On that night in the ring, the lord of Mexican boxing, Julio Cesar Chavez, was having his 85th fight. He was unbeaten in 84 fights, a world champion for a decade, the subject of a hundred ballads by wayward mariachi bands and the undisputed number one idol in all of Mexico.
Chavez punished the American Greg Haugen for five rounds, left him bloodied and to the mercy of a crowd ready for death. Haugen and his people fled the ring, were hit with vile missiles and then had to sit through a conference of hundreds where he was called an “American dog” by Chavez.
Meanwhile, Mr.T, who like Sylvester Stallone actually believes he won the heavyweight world title, left to rapturous applause under the protection of Don King’s hired hands. Mr.T, fighting as Clubber Lang, ruined a homecoming when he butchered Rocky Balboa at the Spectrum in Philadelphia back in 1982. I walked in Mr.T’s considerable shadow from ringside at the Azteca. Rocky was arguably the last American world champion with an adoring hometown; the best American fighters are homeless heroes, men trying to win attention in the rich boxing centres of Las Vegas and New York, cities with money, a fight-savvy public and a local media.

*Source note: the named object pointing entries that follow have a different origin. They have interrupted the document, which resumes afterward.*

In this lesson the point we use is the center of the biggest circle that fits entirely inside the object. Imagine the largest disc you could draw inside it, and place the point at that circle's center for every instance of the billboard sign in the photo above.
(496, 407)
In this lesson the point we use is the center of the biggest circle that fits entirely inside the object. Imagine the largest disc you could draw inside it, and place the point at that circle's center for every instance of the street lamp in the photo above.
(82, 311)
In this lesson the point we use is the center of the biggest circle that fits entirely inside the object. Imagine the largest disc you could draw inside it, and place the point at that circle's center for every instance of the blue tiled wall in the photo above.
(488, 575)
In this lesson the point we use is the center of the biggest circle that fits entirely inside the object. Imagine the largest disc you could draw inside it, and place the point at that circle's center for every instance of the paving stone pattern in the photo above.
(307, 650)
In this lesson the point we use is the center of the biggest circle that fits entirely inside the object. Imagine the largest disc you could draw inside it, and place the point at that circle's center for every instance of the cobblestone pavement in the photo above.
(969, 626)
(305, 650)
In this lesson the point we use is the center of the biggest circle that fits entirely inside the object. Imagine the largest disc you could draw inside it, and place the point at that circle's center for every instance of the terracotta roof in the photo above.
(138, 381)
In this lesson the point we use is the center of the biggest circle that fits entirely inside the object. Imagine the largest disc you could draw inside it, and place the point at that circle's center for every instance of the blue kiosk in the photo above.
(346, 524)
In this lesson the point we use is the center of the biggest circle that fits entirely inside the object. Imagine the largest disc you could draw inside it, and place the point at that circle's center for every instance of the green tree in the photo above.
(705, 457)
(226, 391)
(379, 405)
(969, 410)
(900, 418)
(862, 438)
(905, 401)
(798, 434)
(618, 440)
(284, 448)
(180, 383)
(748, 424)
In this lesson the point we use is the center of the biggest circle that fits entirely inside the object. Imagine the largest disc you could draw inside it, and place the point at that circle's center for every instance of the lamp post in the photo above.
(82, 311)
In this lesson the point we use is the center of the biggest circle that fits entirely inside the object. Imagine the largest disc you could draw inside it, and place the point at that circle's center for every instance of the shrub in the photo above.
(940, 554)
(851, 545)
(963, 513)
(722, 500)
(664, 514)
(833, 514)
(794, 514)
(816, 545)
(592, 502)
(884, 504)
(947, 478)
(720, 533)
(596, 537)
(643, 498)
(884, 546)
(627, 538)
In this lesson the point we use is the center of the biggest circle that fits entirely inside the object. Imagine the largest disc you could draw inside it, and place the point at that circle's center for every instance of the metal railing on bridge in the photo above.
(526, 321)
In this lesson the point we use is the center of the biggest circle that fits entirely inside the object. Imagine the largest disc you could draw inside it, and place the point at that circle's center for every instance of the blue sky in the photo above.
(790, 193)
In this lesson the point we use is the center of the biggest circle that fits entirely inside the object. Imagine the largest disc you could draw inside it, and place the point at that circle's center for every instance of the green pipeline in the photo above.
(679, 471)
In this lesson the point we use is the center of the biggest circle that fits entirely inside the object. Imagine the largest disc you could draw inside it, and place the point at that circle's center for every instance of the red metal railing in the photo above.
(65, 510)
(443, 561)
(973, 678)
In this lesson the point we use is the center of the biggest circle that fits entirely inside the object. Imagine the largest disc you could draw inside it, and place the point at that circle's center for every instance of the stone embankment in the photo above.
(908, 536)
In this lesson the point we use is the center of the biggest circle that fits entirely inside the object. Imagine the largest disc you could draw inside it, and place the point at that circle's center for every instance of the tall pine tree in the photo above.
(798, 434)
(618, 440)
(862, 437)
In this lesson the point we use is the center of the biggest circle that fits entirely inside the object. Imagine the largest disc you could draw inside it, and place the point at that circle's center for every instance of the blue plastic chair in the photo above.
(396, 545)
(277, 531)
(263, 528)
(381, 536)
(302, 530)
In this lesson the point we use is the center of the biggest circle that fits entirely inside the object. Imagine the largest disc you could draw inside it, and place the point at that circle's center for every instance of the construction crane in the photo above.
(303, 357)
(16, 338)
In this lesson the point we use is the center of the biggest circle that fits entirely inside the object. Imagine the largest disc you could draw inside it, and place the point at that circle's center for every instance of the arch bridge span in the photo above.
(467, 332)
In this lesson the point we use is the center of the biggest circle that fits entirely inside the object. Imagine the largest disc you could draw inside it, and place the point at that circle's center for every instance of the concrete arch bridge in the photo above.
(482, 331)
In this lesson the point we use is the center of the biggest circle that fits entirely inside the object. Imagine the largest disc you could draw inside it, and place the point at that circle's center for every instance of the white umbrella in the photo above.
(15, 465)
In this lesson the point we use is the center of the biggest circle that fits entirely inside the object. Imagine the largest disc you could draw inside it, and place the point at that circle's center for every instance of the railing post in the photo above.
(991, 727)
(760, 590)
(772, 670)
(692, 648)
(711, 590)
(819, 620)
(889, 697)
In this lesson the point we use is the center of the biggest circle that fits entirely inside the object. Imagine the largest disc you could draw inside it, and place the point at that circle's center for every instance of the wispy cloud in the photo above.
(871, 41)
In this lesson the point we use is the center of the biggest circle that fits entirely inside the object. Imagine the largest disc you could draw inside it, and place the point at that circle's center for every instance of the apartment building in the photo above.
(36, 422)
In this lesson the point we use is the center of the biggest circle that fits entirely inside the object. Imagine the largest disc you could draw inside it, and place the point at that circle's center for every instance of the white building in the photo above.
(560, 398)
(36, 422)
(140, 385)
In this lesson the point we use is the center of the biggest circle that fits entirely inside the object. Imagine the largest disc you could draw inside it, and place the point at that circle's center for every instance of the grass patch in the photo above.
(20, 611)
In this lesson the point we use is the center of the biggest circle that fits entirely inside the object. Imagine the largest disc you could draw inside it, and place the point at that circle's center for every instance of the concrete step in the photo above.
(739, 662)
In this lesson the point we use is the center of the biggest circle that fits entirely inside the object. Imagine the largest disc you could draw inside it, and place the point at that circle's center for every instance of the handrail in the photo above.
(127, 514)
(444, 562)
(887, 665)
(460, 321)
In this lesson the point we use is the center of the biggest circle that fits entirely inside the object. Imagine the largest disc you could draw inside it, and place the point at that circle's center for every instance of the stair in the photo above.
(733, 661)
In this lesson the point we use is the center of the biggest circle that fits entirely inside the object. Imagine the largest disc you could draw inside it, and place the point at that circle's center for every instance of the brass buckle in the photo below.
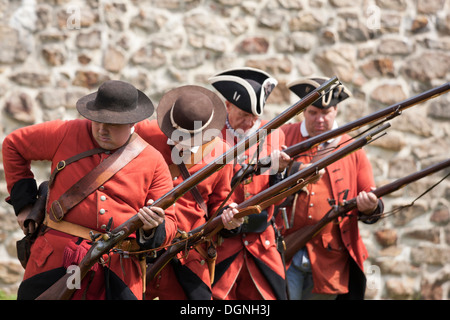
(60, 216)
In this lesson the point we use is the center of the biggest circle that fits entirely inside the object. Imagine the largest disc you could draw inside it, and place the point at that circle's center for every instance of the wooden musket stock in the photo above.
(387, 113)
(261, 201)
(298, 239)
(60, 290)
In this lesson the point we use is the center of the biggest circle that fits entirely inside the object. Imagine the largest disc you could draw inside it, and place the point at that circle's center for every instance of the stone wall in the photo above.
(52, 52)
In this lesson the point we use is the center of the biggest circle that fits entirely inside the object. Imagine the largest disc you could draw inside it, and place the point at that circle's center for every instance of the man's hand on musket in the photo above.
(228, 219)
(22, 216)
(367, 202)
(279, 160)
(150, 216)
(317, 177)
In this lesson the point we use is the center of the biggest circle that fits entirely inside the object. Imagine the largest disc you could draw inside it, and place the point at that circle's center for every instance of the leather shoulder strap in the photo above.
(92, 181)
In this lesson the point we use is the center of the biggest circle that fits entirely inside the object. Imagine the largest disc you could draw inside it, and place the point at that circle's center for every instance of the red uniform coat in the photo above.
(214, 189)
(120, 197)
(330, 249)
(243, 247)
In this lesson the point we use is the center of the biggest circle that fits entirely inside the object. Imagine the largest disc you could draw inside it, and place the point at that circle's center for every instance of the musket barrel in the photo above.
(134, 223)
(390, 111)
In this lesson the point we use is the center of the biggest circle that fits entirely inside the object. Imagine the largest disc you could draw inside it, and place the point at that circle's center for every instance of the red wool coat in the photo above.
(330, 249)
(120, 197)
(214, 190)
(249, 249)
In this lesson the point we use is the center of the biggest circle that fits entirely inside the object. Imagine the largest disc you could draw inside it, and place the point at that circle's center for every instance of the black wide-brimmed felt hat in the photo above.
(303, 87)
(186, 113)
(247, 88)
(116, 102)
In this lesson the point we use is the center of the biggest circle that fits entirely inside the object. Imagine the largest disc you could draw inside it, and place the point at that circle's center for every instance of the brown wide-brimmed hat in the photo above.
(302, 87)
(185, 114)
(116, 102)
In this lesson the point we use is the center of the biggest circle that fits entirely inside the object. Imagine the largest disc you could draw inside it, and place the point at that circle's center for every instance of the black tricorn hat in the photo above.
(246, 88)
(116, 102)
(187, 112)
(304, 86)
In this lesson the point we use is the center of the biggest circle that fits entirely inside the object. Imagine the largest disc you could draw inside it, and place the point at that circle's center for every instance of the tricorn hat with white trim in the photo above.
(247, 88)
(304, 86)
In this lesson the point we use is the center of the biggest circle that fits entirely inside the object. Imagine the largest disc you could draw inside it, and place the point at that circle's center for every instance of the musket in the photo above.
(387, 113)
(298, 239)
(260, 201)
(60, 291)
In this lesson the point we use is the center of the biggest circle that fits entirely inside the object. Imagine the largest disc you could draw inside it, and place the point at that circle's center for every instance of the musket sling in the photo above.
(94, 179)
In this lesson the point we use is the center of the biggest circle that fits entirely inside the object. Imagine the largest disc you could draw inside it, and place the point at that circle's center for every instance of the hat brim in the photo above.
(212, 130)
(303, 87)
(144, 109)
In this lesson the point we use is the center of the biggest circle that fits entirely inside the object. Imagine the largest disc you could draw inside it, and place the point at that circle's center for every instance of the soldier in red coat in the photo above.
(331, 264)
(110, 114)
(189, 120)
(249, 266)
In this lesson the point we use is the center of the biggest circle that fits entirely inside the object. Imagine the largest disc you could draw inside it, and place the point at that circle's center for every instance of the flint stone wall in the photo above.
(53, 52)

It is why Las Vegas is such an attraction to professional boxers and why it took until 2013 for the first Las Vegas-born boxer, Ishe Smith, to win a world title.
That long night in Mexico City ended at dawn with the last of the mariachi bands packing away their instruments and leaving the fight hotel. King and Mr.T had ribs for breakfast and then Chavez arrived with hundreds of his entourage. There were new hangers-on, ex-fighters stumbling for hand-outs, other beggars from the street, security police with revolvers and – somehow – even a few more mariachi players. All had a thirst to continue the homecoming party.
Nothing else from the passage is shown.